When I asked him how he felt when he heard about Rajiv's assassination in 1991 (Singh was still in jail at the time), he promptly replied, "I just felt sorry that I had not been able to kill him." He didn't sound bitter about it, but his matter-of-fact tone chilled me. "Aisa hota hai na, aap jaisa karte ho, waisa bharte ho. These people have the blood of so many of my Sikh brothers and sisters on their hands. Inka anth aisa hi hona tha."

He went on to add that his biggest regret in life was not that he attempted the assassination at Rajghat all those years ago, but that he botched it up. "Never mind that now. What is past is past. But we have not forgotten the atrocities the Congress inflicted on us. We will never forget it, we will never allow our children to forget it. But now bullets will not work. We have to use our democracy in the best way we can," Singh said.

Many constraints prevented us from printing the interview, especially the bits about Rajiv, verbatim. What we did print is here.

Wednesday, April 8, 2009

Chalo Orissa

The BJP is focussing on Orissa at the moment, and Narendra Modi's life isn't getting any easier with all the air-dashing here, there and all over the place. I mean, five rallies in Orissa in ONE day and the man has to fly back to Hyderabad. From there, he makes a trip to Delhi. From there, to Orissa again. And all the while, talking about how grand the BJP really is and crossing his fingers behind his back.

Sometimes, being a star campaigner for your party has got to suck.

In other news, Arun Gawli has finally dropped out of the race and will now support Milind Deora's candidature. Wonder how much somebody paid him to get out of the way? :-O

Also, the BSP's Vilas Garud says that his party denied Gawli a seat because all other major parties in Maharashtra had done so, and why should the BSP give tickets to criminals? Why, indeed.

Thursday, April 2, 2009

Worst birthday so far

Nothing, nothing so far has been good about turning 30.

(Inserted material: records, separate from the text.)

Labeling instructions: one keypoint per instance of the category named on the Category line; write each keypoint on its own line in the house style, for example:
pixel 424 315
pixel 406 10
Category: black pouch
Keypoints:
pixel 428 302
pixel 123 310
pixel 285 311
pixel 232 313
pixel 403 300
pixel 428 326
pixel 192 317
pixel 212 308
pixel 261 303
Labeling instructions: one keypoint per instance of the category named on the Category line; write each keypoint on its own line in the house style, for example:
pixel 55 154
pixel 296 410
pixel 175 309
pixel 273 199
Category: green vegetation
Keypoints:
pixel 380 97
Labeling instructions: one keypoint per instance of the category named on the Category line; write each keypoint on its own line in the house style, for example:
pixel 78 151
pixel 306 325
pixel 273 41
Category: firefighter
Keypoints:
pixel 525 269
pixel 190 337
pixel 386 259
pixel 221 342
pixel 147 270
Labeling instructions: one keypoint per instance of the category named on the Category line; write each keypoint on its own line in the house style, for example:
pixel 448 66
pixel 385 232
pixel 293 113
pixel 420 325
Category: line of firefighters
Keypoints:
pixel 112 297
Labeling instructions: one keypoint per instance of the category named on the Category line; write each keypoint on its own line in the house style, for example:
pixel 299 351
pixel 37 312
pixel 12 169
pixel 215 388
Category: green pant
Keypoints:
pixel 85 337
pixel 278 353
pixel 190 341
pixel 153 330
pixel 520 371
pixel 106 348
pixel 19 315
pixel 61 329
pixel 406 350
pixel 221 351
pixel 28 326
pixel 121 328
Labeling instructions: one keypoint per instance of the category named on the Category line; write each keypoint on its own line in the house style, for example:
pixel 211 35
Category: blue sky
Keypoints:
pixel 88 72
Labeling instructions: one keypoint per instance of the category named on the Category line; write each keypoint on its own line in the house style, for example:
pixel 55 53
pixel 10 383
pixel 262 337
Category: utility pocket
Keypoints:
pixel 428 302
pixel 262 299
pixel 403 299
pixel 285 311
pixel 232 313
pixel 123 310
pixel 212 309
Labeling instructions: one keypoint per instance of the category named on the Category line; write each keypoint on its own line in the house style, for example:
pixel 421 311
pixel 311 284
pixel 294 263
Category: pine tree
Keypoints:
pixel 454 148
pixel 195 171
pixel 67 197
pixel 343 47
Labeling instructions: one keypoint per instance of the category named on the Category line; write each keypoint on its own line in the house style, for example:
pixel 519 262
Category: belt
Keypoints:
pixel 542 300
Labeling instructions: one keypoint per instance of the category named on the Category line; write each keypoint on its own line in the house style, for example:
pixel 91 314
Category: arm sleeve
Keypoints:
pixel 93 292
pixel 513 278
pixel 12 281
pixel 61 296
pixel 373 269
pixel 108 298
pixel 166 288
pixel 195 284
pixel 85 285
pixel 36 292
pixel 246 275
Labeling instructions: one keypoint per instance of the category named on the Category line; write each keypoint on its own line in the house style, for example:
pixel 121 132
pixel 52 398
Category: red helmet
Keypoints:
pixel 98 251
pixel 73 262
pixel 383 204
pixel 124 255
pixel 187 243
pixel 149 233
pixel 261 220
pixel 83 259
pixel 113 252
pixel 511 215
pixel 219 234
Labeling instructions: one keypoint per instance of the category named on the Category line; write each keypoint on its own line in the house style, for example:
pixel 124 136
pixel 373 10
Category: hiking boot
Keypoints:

I mean, come on you lunkheads, I'm 30! It's a great milestone for me, because I have got so far purely on the basis of a bad temper and some smatterings of talent (for not falling down and breaking my neck or getting stuck in a building on fire).

Golu is out of town. Dad and Mum didn't drop by to wish me; they would have but I forbade it on grounds of good manners, then felt that I should have told them to come because this is my first birthday away from them. Sriram chatted with me only to tell me two pathetic sardar jokes.

Precisely 10 people have wished me since this morning. Which is great, because "Hi, Happy Birthday! So,what plans today? What, working even on your birthday?" conversations are okay till like, the second caller is done. The last straw was when Prash invited me out for lunch and the two of us waded through pizzas and garlic bread and spoke about all kinds of junk, but not once did he wish me because HE FORGOT MY BIRTHDAY.

Okay, I didn't ask for a custom-made happy birthday-singing committee because you know I hate having attention drawn to me. But come on, people, blatantly forgetting my birthday is rotten manners. Prash and everyone else who forgot, no birthday present for you this year, whenever your birthdays are. (When is Prash's birthday, I wonder...)

Am now pinning my hopes on the hubby (who did wish me) to come home a bit early so that we can at least make an effort to go out and eat.

Never thought I would have to hope for THIS much when I turned 30.